Wings: A Picture Book Review

After a visit to the library last week, we came home with ten new picture books. The first one the kids chose to read was Wings by Christopher Myers, a book with colorful collage illustrations which complement the story beautifully.

The story is a sad one, but with a rather happy and hopeful end, undoubtedly guaranteed to give its readers a surge of joy and inspiration, and courage to speak up for those who can't. At least, that's what it did for me and my boys—and our little visitors that day.

Wings is about a boy named Ikarus Jackson, who clearly stands out from the crowd. Because he has wings, the kids in his neighbourhood, at school, and even his teacher neither understand nor accept him, and are very quick to judge and point their fingers. Ikarus goes from a fun-loving child at the beginning of the story, to a much sadder one later on, after all the snickering and isolation finally get to him.

One girl, a quiet girl, thinks Ikarus is amazing.
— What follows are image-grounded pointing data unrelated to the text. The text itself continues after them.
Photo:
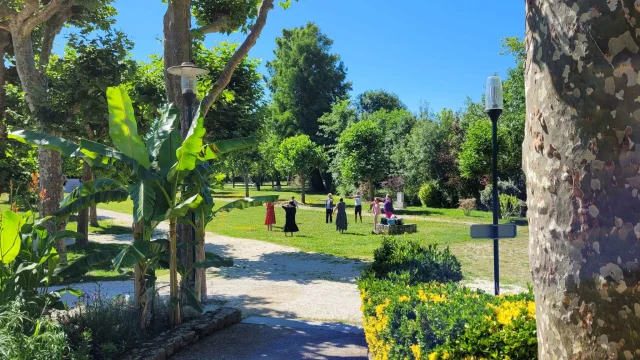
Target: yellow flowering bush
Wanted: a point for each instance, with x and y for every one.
(407, 319)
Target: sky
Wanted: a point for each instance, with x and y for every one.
(425, 51)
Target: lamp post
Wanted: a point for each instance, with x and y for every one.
(493, 107)
(189, 73)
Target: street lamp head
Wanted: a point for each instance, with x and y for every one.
(494, 96)
(188, 73)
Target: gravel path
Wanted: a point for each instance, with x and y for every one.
(266, 279)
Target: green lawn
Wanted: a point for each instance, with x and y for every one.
(476, 256)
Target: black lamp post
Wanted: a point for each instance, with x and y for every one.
(189, 73)
(493, 107)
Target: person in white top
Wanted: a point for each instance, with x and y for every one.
(358, 203)
(329, 208)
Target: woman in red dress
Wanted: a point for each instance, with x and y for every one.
(271, 216)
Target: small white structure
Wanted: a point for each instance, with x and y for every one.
(400, 204)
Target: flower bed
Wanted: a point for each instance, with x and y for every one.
(405, 319)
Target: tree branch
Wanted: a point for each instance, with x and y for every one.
(43, 15)
(241, 53)
(6, 11)
(51, 29)
(215, 27)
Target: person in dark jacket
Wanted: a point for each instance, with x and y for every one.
(290, 218)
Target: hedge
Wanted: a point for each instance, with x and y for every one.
(406, 319)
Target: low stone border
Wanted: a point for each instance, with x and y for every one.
(170, 342)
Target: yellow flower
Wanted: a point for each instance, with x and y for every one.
(415, 349)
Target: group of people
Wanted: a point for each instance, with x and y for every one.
(339, 209)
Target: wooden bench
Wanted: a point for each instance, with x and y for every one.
(396, 229)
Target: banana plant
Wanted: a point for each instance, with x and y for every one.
(156, 170)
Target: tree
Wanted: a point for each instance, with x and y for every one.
(300, 156)
(581, 166)
(374, 100)
(77, 87)
(305, 80)
(212, 17)
(333, 123)
(31, 23)
(361, 154)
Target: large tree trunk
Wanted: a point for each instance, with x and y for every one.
(140, 296)
(177, 49)
(581, 164)
(83, 215)
(175, 318)
(34, 84)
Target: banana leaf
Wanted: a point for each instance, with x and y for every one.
(9, 236)
(162, 129)
(86, 201)
(181, 209)
(247, 203)
(187, 154)
(211, 151)
(50, 142)
(90, 193)
(123, 129)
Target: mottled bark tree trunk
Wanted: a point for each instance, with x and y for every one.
(581, 164)
(83, 215)
(34, 83)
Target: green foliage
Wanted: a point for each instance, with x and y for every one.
(236, 113)
(361, 153)
(305, 80)
(504, 187)
(510, 206)
(376, 100)
(27, 337)
(407, 318)
(431, 194)
(420, 264)
(299, 155)
(112, 322)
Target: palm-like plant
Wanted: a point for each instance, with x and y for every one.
(151, 173)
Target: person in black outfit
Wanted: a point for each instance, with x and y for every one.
(290, 218)
(328, 206)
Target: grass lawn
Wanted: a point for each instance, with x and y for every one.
(476, 256)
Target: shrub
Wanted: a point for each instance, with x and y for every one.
(112, 323)
(445, 321)
(468, 205)
(23, 337)
(504, 187)
(422, 264)
(510, 206)
(405, 318)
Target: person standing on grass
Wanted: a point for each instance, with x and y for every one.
(358, 204)
(388, 207)
(328, 206)
(341, 217)
(376, 210)
(290, 225)
(271, 216)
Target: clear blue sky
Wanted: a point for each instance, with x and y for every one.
(423, 50)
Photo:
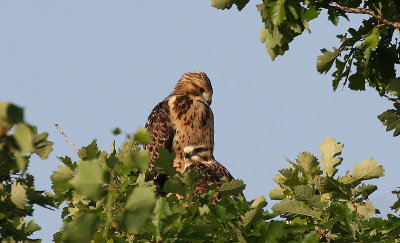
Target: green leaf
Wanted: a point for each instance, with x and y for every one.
(23, 135)
(163, 164)
(306, 194)
(90, 152)
(227, 4)
(278, 12)
(273, 231)
(391, 119)
(204, 210)
(346, 217)
(292, 207)
(88, 179)
(138, 160)
(60, 178)
(31, 227)
(43, 147)
(394, 87)
(142, 136)
(10, 114)
(326, 60)
(308, 164)
(18, 195)
(276, 193)
(20, 160)
(365, 190)
(259, 202)
(250, 216)
(370, 43)
(333, 17)
(311, 237)
(81, 229)
(138, 207)
(233, 187)
(368, 169)
(329, 160)
(311, 13)
(357, 81)
(366, 209)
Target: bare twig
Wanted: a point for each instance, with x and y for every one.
(392, 99)
(66, 138)
(394, 24)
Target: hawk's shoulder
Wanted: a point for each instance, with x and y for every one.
(161, 129)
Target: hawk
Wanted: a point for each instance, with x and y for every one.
(182, 118)
(199, 157)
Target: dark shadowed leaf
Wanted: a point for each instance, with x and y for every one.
(293, 207)
(81, 229)
(326, 60)
(233, 187)
(138, 208)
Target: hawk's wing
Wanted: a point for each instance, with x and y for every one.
(160, 127)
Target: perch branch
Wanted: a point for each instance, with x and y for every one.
(69, 141)
(394, 24)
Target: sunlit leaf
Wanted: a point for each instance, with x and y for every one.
(23, 135)
(278, 12)
(88, 179)
(329, 160)
(81, 229)
(368, 169)
(138, 160)
(18, 195)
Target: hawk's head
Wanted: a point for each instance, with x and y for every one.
(197, 153)
(196, 85)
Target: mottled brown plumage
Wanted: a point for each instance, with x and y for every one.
(182, 118)
(199, 157)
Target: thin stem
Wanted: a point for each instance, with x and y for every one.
(394, 24)
(109, 204)
(69, 141)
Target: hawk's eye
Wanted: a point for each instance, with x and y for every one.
(198, 150)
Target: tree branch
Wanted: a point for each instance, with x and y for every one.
(392, 99)
(69, 141)
(394, 24)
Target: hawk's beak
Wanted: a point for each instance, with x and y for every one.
(207, 98)
(187, 155)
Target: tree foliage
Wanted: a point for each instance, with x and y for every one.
(367, 55)
(112, 197)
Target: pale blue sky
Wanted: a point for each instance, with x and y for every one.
(94, 65)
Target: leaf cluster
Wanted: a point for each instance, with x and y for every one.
(314, 201)
(113, 197)
(18, 141)
(367, 55)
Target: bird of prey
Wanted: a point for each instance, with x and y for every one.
(182, 118)
(199, 157)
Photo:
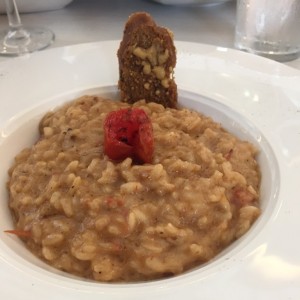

She watches as the others mock Ikarus Jackson and exclude him from their games. She feel bad for him; she knows what it feels like to be left out because you're different.

The author illustrates at the end of the story what a difference one person's courage to speak up can make in another person's life, a difference which ripples through the communities we live in, and eventually the world.

A beautiful book about kindness and courage; a must-read for everyone, young and old!